Prolog

484 68 105
                                    

“Laksanakan.”

Mendengar suara penuh wibawa itu, lelaki dengan rambut kecokelatan yang berantakan pun membalikkan badan dan segera menghadap ke arah Layang--daerah yang dipimpinnya berdasarkan keputusan sang Raja. Layang yang begitu ia cintai … kini bisa saja dimusnahkan dalam sekejap karena kesalahan yang dilakukan oleh satu orang.

Satu makhluk yang menimbulkan masalah, satu daerah yang terkena dampaknya.

Ia sangat menyayangi penduduk di Layang dan juga sosok tersebut, yang merupakan anugerah juga beban titipan dari Semesta kepadanya. Ia selalu mengira bahwa ia sudah mendidik sosok itu dengan baik. Ia yakin bahwa sosok itu tidak akan mewarisi sifat adiknya yang membelot dan dipenjara di pengasingan yang sangatlah jauh letaknya. Bahkan lebih buruk lagi, sosok itu kini sudah lolos dari jangkauan, menghilang entah ke mana.

Dengan menutup mata dan mengatur napasnya yang sesak, ia berjalan perlahan hingga sampai di pintu masuk Kota Layang. Ia melewati gerbang yang terbuka lebar itu dengan wajah yang keruh. Tak satu pun emosi dapat menjabarkan betapa campur aduknya perasaan dalam diri.

“Manca sudah kembali!”

“Kau sudah pulang, Manca!”

“Kami senang melihatmu tampak sehat, Manca.”

Beberapa warga bersorak gembira dan berlari ke arah Manca yang masih enggan membuka kelopak mata. Bahkan seseorang sudah menghampiri Manca dan mengalungkan sebuah rangkaian bunga di leher lelaki itu, membuat pertahanannya runtuh dan kedua matanya terbuka.

“Manca, adikku merangkaikan bunga ini khusus untukmu.” Hal pertama yang Manca temukan adalah wajah seorang anak kecil dalam gendongan yang tersenyum semringah. Sesaat setelah bersitatap dengan Manca, anak kecil itu mulai kehilangan euforianya lalu menangis kencang. Seluruh perhatian penduduk pun tertuju pada pemimpin mereka yang anehnya membuat anak kecil seperti ketakutan tujuh turunan, padahal biasanya selalu memberikan kebahagiaan pada sosok-sosok mungil tersebut.

Sepasang iris yang begitu hijau dan segar itu tak lagi tampak indah dan menenangkan. Setiap orang yang menatapnya merasakan sakit yang serupa. Bagaimana tidak? Mata yang biasanya memancarkan wibawa dan cinta itu kini keruh dan manik zambrudnya seperti terbakar oleh rona merah dari pembuluh-pembuluh darah yang wujudnya bagaikan nyala api. Belum lagi bulir-bulir bening yang mulai mengalir dari kelopak matanya hingga membasahi pipi dan menggantung di dagu.
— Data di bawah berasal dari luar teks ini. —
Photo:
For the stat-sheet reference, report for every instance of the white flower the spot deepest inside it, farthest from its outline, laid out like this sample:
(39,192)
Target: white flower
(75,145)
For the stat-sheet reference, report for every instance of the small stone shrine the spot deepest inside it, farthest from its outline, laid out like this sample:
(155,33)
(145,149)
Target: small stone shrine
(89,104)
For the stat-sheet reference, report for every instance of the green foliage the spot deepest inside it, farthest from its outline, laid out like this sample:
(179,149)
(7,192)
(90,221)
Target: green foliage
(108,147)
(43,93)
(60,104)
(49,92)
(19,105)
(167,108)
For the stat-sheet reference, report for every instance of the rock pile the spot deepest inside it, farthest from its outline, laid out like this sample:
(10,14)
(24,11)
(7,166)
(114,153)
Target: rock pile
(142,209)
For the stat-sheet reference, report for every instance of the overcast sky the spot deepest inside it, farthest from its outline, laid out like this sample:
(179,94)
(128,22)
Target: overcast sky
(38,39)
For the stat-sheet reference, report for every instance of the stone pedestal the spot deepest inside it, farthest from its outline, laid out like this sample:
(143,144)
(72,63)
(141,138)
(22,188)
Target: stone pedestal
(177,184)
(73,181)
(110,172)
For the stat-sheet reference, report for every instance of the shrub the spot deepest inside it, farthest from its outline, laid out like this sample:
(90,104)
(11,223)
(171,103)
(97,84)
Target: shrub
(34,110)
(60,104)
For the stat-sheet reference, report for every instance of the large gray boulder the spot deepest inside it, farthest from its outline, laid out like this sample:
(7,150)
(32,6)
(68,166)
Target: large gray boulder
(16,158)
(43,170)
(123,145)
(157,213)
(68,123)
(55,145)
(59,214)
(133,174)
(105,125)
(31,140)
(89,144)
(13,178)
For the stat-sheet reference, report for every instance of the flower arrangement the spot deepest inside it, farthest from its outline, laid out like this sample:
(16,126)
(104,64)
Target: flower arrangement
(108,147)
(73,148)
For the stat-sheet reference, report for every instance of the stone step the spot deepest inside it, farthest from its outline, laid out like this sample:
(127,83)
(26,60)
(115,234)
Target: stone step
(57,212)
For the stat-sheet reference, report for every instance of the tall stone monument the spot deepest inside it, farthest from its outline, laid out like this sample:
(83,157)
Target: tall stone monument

Sosok yang selalu mereka puji akan keindahannya kini tampak hancur. Meski tak mengucapkan sepatah kata pun, semua terlihat jelas hanya dengan melihat matanya yang tak lagi bercahaya. Euforia yang mereka rasakan sirna seketika, ibarat tersambar petir di siang hari yang begitu cerah dan hujan mengguyur tanpa peringatan.

“Maaf … kan aku, ini hal terbaik … yang bisa kita lakukan.” Dengan suara parau yang mengiris telinga siapa pun yang mendengarnya, Manca mengangkat tangannya ke angkasa dan menatap ke atas. Ia berusaha membendung tangisan yang hendak tumpah dan jatuh ke tanah yang ia pijaki. Semua yang melihat Manca yang tampak lemah tak berdaya itu menundukkan kepala, bahkan ada yang turut mengucurkan air mata dengan begitu deras saat melihat langit yang mulai menggelap dan angin bertiup kencang seperti menjadi sebuah pertanda ada yang tidak baik-baik saja.

“Manca, Manca … apa yang terjadi? Kau bisa ceritakan semua pada kami.”

“Manca, ini seperti bukan dirimu yang biasa. Tolong jangan membuat kami takut!”

Lelaki dengan rambut panjang yang terikat rapi itu berhenti mendongak dan mengukir sebuah senyuman yang bukan senyuman yang biasa ia tunjukkan pada dunia.

“Aku ….” Manca menggantungkan kalimatnya sambil menatap seluruh wajah yang balik menatapnya dengan pandangan gelisah. “Manca, putra dari Barito, sudah berjanji pada Baginda Raja Kaliangan, bahwa aku akan menebus kesalahan. Layang akan menemani sang Putri, menjaganya, dan turut turun ke bumi untuk seratus tahun ke depan.”